Exemplar whole-cell voltage-clamp recordings from (A) a neural tall cell (17 μm long and 11 μm wide) and (B) an abneural short cell (10 μm long and 12 μm wide) from the 1 mm region. In each panel the outward currents (upward-going) were produced by a voltage step to 0 mV immediately on breaking into the whole-cell mode. The inward currents (downward-going) were recorded 1–2 min later, after internal cesium blocked potassium channels, and in the presence of 20 mmexternal barium. C, D, The barium current–voltage curves from the same cells as in A and B, respectively. The leak current is indicated by the dashed line fitted to the data between −60 and −100 mV. Barium current in tall neural cells was larger than that in short abneural cells.

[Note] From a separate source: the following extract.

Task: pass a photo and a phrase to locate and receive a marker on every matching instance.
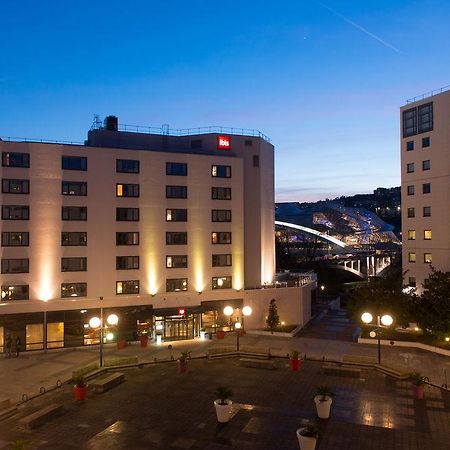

Within 10–30 sec of patch rupture the outward currents were eliminated by cesium in the recording pipette. In some cells this procedure directly revealed an inward current flowing through VGCCs, although in many cells these were very small. Furthermore, neural (tall) cells from the 0.3 and 1.0 mm regions often developed large leak currents as Cs+ perfused the cytoplasm. This leak may have been caused by inward rectifier channels found in these cells (Fuchs and Evans, 1990; Murrow, 1994). Superfusion with 20 mm external barium saline had the twofold benefit of producing enhanced current flow through VGCCs and blocking the leak (inward rectifier) currents.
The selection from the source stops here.